We had just set up camp when a new camper arrived at an adjacent site. She was a petite woman, and she was alone. The tent she had dragged out of her van was obviously one of those canvas behemoths, and my wife and I nudged each other knowingly.

Sixty or eighty pounds of canvas. This woman (and for that matter, any unassisted man) was going to have difficulty erecting this monster. I stood proud and tall in my masculinity, and offered to assist our new neighbor. My wife (equally prideful, if a bit less tall and not-at-all masculine) offered to assist.

Our neighbor stopped — briefly — to say “Hi neighbors, no thanks.”

He’s right, my tent weighs ALOT and it’s difficult to carry, but I don’t need to carry it far when I’m car camping. I can get it out of the car and to the site, but, honestly, I struggle with it. The tent really shines when it’s time to put it up, however.

Before I had time to finish a fresh Pete’s Wicked, our neighbor was finished.

Our neighbor had stretched out the bottom of the tent, and driven a dozen or so tent stakes into the ground around the tent perimeter (ten minutes, or half of my beer).

I was a little puzzled by the apparent “misunderstanding” of what I thought should be the order of events, and remained confident we would have to assist.

She then assembled four springy-thingies-like-auto-antennas onto a thicker tubular bar while threading the springy-thingies into loops on what will become the roof of the tent. A serious-sounding “snap” turns the lumpy canvas into a trampoline-taut roof, still lying on the ground (five minutes, or several more good pulls on my beer).
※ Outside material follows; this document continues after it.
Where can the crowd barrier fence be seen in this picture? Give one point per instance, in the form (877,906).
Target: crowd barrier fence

Now mystified, I waited to see more.

Our new camping neighbor assembled tubular pieces into four tent poles. One of them was used to partially erect the tent — raising half of the roof. A second pole raised the rest of the tent with impressive, near-straight walls. The remaining two poles were used, along with the first guy-lines I had seen, to raise the fly over the entrance. (Another five minutes, bringing me up to the last swallow of my beer).

He’s right, I can erect my Springbar tent ALONE in the time it used to take to just get those stupid aluminum poles extended and threaded through the tiny nylon sleeves of my Hobitat. The most time I spend on tent erection is pounding in the ground stakes.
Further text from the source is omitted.